10:19:41 | Concurrency: 2 threads (target='default')
10:19:41 |
10:19:41 | 1 of 2 START view model dbt_postgres.moby_dick_base.................. [RUN]
10:19:41 | 1 of 2 OK created view model dbt_postgres.moby_dick_base............. [CREATE VIEW in 0.05s]
10:19:41 | 2 of 2 START table model dbt_postgres.word_count..................... [RUN]
10:19:42 | 2 of 2 OK created table model dbt_postgres.word_count................ [SELECT 27390 in 0.19s]
10:19:42 |
10:19:42 | Finished running 1 view models, 1 table models in 0.53s.

Completed successfully

Done. PASS=2 ERROR=0 SKIP=0 TOTAL=2

So, some of the same information and then you can see that dbt created a view (moby_dick_base) and a table (word_count). If you go into postgres, you'll be able to see that!

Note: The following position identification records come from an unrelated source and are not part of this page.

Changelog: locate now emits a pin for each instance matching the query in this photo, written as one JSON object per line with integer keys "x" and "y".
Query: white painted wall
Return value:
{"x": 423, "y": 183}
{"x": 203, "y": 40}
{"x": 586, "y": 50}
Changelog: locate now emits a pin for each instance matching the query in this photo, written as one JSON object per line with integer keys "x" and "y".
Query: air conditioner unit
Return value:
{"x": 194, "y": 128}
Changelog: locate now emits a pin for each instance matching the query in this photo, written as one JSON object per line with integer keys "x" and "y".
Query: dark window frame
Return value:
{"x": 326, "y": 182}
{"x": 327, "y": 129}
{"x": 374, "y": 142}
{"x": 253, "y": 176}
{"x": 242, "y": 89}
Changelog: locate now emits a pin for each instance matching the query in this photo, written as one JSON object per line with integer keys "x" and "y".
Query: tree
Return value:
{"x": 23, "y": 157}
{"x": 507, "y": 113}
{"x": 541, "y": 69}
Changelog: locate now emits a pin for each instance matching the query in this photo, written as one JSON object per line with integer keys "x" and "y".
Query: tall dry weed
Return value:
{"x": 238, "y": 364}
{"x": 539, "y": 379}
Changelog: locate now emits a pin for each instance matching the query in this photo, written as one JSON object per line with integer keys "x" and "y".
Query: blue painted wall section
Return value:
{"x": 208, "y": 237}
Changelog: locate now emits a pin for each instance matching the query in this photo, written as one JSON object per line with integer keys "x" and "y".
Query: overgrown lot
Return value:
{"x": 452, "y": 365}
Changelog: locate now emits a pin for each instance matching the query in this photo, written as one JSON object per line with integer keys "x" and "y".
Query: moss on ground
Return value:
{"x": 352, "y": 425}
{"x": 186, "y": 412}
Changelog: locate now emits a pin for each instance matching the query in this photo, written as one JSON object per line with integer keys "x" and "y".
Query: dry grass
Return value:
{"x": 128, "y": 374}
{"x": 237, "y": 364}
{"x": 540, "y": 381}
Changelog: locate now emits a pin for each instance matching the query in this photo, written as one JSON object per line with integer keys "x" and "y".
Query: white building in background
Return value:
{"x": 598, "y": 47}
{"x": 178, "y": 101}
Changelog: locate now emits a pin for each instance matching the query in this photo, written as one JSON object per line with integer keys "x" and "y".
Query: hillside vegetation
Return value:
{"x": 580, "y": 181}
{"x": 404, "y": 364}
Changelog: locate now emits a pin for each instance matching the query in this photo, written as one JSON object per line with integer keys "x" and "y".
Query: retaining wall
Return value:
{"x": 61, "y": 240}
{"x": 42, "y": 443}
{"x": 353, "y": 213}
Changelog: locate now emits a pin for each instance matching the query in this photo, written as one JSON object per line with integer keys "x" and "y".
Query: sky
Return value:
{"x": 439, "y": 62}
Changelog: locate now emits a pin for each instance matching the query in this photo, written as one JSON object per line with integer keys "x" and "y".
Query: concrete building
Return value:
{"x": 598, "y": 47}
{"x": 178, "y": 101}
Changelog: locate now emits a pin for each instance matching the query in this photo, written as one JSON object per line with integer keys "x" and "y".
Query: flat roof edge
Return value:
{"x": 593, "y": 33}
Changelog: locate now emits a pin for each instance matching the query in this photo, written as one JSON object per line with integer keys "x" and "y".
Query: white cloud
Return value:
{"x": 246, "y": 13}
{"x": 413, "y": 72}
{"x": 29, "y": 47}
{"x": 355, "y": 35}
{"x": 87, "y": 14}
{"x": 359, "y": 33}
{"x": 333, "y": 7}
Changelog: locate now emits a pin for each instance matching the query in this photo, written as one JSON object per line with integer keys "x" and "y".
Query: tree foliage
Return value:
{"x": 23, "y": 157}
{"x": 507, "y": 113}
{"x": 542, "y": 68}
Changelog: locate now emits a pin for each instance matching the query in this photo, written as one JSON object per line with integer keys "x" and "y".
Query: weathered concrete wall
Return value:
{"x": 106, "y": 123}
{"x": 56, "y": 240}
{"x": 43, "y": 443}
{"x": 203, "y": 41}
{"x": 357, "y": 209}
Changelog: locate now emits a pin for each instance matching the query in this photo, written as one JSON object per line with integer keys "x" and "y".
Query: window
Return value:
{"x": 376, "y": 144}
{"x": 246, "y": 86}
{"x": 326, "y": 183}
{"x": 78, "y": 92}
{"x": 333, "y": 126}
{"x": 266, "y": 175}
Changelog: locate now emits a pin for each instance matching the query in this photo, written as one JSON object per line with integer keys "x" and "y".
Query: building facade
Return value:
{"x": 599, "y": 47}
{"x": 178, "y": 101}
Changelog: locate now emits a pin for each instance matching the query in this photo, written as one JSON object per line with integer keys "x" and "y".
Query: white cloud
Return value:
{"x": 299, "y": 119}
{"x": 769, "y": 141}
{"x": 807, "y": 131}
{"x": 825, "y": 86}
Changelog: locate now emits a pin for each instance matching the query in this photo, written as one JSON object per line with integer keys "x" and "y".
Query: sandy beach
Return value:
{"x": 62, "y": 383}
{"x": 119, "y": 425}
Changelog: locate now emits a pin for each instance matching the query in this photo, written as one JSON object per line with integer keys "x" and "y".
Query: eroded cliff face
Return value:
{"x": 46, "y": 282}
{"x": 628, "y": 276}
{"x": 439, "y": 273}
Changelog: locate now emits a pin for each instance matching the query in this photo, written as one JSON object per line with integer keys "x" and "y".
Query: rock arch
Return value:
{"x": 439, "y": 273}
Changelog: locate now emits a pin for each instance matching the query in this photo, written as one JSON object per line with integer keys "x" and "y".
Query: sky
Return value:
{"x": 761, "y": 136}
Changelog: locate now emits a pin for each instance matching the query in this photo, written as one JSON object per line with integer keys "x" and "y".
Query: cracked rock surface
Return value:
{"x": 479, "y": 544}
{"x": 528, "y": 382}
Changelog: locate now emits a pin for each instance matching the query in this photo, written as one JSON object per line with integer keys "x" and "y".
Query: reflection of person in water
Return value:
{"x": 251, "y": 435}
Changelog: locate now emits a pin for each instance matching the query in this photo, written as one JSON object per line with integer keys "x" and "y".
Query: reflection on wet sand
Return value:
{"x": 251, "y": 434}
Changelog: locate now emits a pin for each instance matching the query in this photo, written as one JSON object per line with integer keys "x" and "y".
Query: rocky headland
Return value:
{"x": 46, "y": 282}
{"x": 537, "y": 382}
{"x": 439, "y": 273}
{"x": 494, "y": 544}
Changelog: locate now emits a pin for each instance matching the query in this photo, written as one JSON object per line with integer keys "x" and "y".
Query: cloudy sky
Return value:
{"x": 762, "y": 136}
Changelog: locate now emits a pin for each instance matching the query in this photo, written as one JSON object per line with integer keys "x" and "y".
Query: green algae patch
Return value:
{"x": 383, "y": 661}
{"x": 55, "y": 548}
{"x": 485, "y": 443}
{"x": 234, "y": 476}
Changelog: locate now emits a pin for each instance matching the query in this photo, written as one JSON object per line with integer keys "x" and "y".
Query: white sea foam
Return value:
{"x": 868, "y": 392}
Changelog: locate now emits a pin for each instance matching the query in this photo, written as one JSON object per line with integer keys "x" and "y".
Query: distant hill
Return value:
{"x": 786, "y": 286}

If you want to inspect the result, you can do so via psql:

> PGHOST=localhost PGUSER=root PGPASSWORD=password PGDATABASE=postgres psql
psql (10.4)
Type "help" for help.

postgres=# \dt dbt_postgres.*
             List of relations
    Schema    |    Name    | Type  | Owner
--------------+------------+-------+-------
 dbt_postgres | moby_dick  | table | root
 dbt_postgres | word_count | table | root
(2 rows)

postgres=# select * from dbt_postgres.word_count order by ct desc limit 10;
 word |  ct
------+-------
 the  | 13394
      | 12077
 of   |  6368
 and  |  5846
 to   |  4382
 a    |  4377
 in   |  3767
 that |  2753
 his  |  2406
 I    |  1826
(10 rows)

It's pretty much what you'd expect - the most common words are "the", "of", "and", etc. (The empty string probably should not be there, but this is just a toy example!)

So what happened here? First, dbt seed loaded the data in the csv file into postgres. Then dbt compile built out a sort of plan for how everything is linked together by looking up references and macros and the current state of the database. And finally, dbt run ran the compiled SQL to generate the word_count table.